On the Olympic Games: China put in an aggressive and stylish bid years ago and nailed the right to host the Games against very formidable competitors. It won the bidding fair and square. It competed against the best. It has been investing literally billions in not only building some of the finest sporting venues ever seen, but in upgrading Beijing's infrastructure. It has earned the opportunity to show the world its best side.
And the athletes from around the world who have been training for years to compete in the Games deserve the chance to show their stuff without constant interruptions from protesters around the world. Gere, Spielberg and the protesters in Tibet (who may or may not have been egged on by outside influences) in my view have demonstrated disgraceful, disrespectful and ill-conceived timing.'
China's leaders are not stupid but they can be stubborn. They are well aware of many of their failures, on the mainland as well as in Tibet. Surely the most obvious is deficiencies in income distribution.
But at the same time, China is vastly proud - and rightly so - of its extraordinary accomplishments since the death of Mao Zedong. These include lifting more people more quickly out of poverty than any regime in the history of mankind has ever done. That record also includes a flowering of arts and sciences not seen since previous Chinese dynasties spanning the course of the country's 5,000 years.
None of this is to deny that China has handled the fallout from the Tibet protests and the spillover on its Olympics public image with all the tender care of a bulldozer running through a war-orphan settlement. This government generally practises the fine art of public relations as if there were no public to which it has to relate.

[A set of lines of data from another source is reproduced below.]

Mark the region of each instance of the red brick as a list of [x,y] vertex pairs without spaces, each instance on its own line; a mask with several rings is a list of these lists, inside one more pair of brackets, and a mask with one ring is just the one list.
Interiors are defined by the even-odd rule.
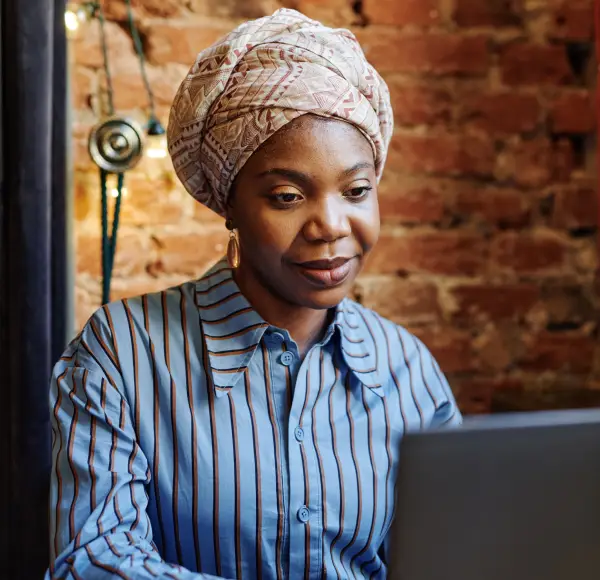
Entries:
[[[77,233],[77,271],[100,276],[101,235],[98,230]],[[121,228],[118,232],[113,276],[133,276],[146,269],[152,259],[146,232]]]
[[562,85],[573,80],[564,46],[513,43],[502,50],[499,62],[507,85]]
[[587,90],[562,93],[550,105],[550,124],[554,133],[590,133],[595,116],[592,95]]
[[598,192],[593,187],[566,187],[556,192],[552,225],[557,228],[598,226]]
[[[100,288],[100,283],[95,282]],[[100,298],[92,296],[86,289],[75,286],[75,325],[76,330],[83,328],[85,323],[92,317],[100,306]]]
[[582,376],[567,373],[543,373],[523,378],[521,389],[495,391],[492,413],[515,411],[591,409],[600,406],[598,384]]
[[[189,63],[191,65],[191,61]],[[166,66],[146,66],[148,81],[152,87],[154,100],[158,107],[170,107],[175,97],[177,88],[185,78],[189,67],[182,64],[169,64]],[[137,61],[130,61],[128,66],[124,63],[113,74],[114,102],[117,110],[138,109],[145,106],[145,88],[140,75]]]
[[[106,23],[107,50],[109,62],[114,66],[124,59],[136,59],[131,37],[116,23]],[[71,41],[75,64],[99,69],[103,66],[100,30],[98,22],[84,25]]]
[[75,171],[73,174],[73,195],[75,221],[100,219],[99,203],[100,180],[96,172]]
[[161,276],[154,278],[148,276],[139,276],[123,280],[116,278],[111,287],[111,299],[122,300],[123,298],[132,298],[133,296],[141,296],[142,294],[151,294],[160,292],[167,288],[172,288],[182,284],[188,279],[187,276]]
[[535,95],[511,92],[463,95],[460,121],[488,133],[533,131],[540,122],[541,107]]
[[[186,195],[189,194],[186,192]],[[225,220],[220,215],[217,215],[214,211],[208,209],[205,205],[198,201],[195,201],[194,203],[194,221],[203,225],[212,223],[219,224],[221,227],[225,227]]]
[[96,172],[98,170],[88,152],[88,139],[91,129],[92,126],[87,123],[74,123],[72,126],[73,168],[76,170]]
[[[174,188],[171,174],[166,171],[156,177],[147,175],[141,168],[143,160],[134,171],[125,175],[121,225],[153,226],[175,224],[193,214],[197,204],[183,188]],[[152,160],[152,163],[157,163]],[[109,191],[116,187],[115,176],[109,176]],[[98,223],[100,219],[100,180],[98,173],[77,171],[74,179],[75,218]],[[112,201],[112,200],[111,200]],[[112,212],[112,205],[110,206]],[[112,215],[112,213],[111,213]]]
[[141,170],[145,162],[125,177],[127,195],[123,202],[123,222],[142,227],[181,222],[192,213],[192,206],[197,202],[183,189],[174,189],[168,173],[157,177],[146,175]]
[[413,231],[380,238],[367,263],[378,274],[427,273],[470,276],[485,263],[483,238],[468,231]]
[[505,320],[524,316],[539,300],[540,289],[534,284],[466,284],[453,287],[451,295],[458,320]]
[[355,31],[369,61],[380,72],[431,75],[483,75],[488,70],[488,39],[457,34],[399,34],[368,26]]
[[542,187],[552,179],[552,143],[545,137],[515,140],[500,156],[503,177],[524,187]]
[[90,109],[96,79],[92,71],[81,66],[71,73],[71,104],[75,109]]
[[410,328],[431,351],[444,373],[469,372],[477,369],[471,334],[449,327]]
[[233,28],[229,22],[171,21],[147,26],[147,57],[153,64],[180,63],[192,66],[198,53]]
[[224,255],[228,237],[224,228],[188,232],[169,228],[157,232],[158,257],[148,272],[155,276],[200,276]]
[[555,4],[550,38],[570,42],[589,42],[594,38],[593,0],[562,0]]
[[361,277],[357,283],[361,303],[397,324],[431,324],[439,320],[437,287],[394,277]]
[[[135,18],[155,16],[172,18],[182,13],[184,3],[180,0],[131,0]],[[126,20],[127,6],[123,0],[105,0],[104,14],[109,20]]]
[[501,227],[522,227],[529,222],[530,203],[523,192],[465,185],[456,194],[451,208],[466,219]]
[[564,271],[567,243],[550,232],[505,232],[491,246],[492,263],[519,274],[551,274]]
[[454,21],[459,26],[518,26],[521,16],[514,0],[455,0]]
[[600,268],[598,244],[593,237],[578,240],[574,247],[573,262],[576,271],[583,275],[583,280],[599,276]]
[[[338,2],[342,1],[338,0]],[[296,7],[289,6],[289,0],[284,2],[278,2],[277,0],[184,0],[183,3],[192,12],[202,16],[236,19],[260,18],[272,14],[282,5]],[[330,3],[333,3],[333,1]]]
[[433,125],[448,123],[452,116],[450,92],[431,85],[408,85],[388,80],[394,119],[398,125]]
[[390,167],[409,173],[489,176],[495,155],[492,141],[483,136],[396,132],[388,159]]
[[383,178],[379,186],[379,211],[383,222],[439,222],[444,217],[444,194],[434,184]]
[[81,137],[73,139],[73,168],[78,171],[97,169],[88,153],[88,141]]
[[431,26],[440,20],[439,0],[363,0],[370,24]]
[[552,147],[552,180],[569,181],[575,169],[575,152],[569,139],[559,139]]
[[521,361],[526,370],[588,373],[592,369],[595,341],[590,336],[544,332],[526,344]]
[[515,150],[515,181],[525,187],[540,187],[552,178],[553,151],[544,138],[523,141]]
[[465,415],[489,413],[496,393],[522,389],[522,382],[513,378],[457,377],[451,384],[458,407]]
[[515,337],[515,330],[511,325],[488,325],[473,340],[482,372],[500,373],[508,370],[519,347],[520,341]]
[[[230,0],[243,5],[244,0]],[[314,18],[328,26],[349,26],[361,22],[361,18],[352,9],[353,0],[280,0],[286,8],[294,8],[309,18]],[[272,10],[269,14],[273,12]]]
[[582,325],[596,318],[597,292],[587,285],[552,284],[542,289],[545,324]]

Dear comrades in Beijing: All the world is now a global village. Every step is watched and often digitally transmitted by innocent little digital recording devices. In this world there is no longer any place to hide.
You have been advised for years to conduct civil discussions about increased autonomy with the Dalai Lama. This old guy is far from your worst enemy. All he and his team have been asking for is more or less the same deal that you gave Hong Kong. And the Hong Kong deal - one-county, two-systems, in the formulation of your very own Deng Xiaoping - is working rather brilliantly, in fact.
What you had better do now is get off your high Communist Party horse and ask His Holiness the Dalai Lama to visit with a high Chinese official to discuss new autonomy for Tibet. For that discussion, I would nominate no less than the country's No.2, Wen Jiabao.
China's Premier almost consistently demonstrates, in public at least, a deft, diplomatic and nuanced touch. This is what has been missing from China's approach to this problem and what it most desperately needs.
Beijing is very un-fond of negotiating under a gun. But this is where the enemies of China and its own ineptitude have put it. It is not too late to save the Olympics and repair its international image.
But first, Premier Wen and President Hu Jintao have to get their own fiery mainland xenophobic hotheads under control if they want to get this crisis resolved. If they can, then the rest of the world needs to pipe down through the summer and let the Games begin, gracefully.
The writer is a veteran American journalist and author.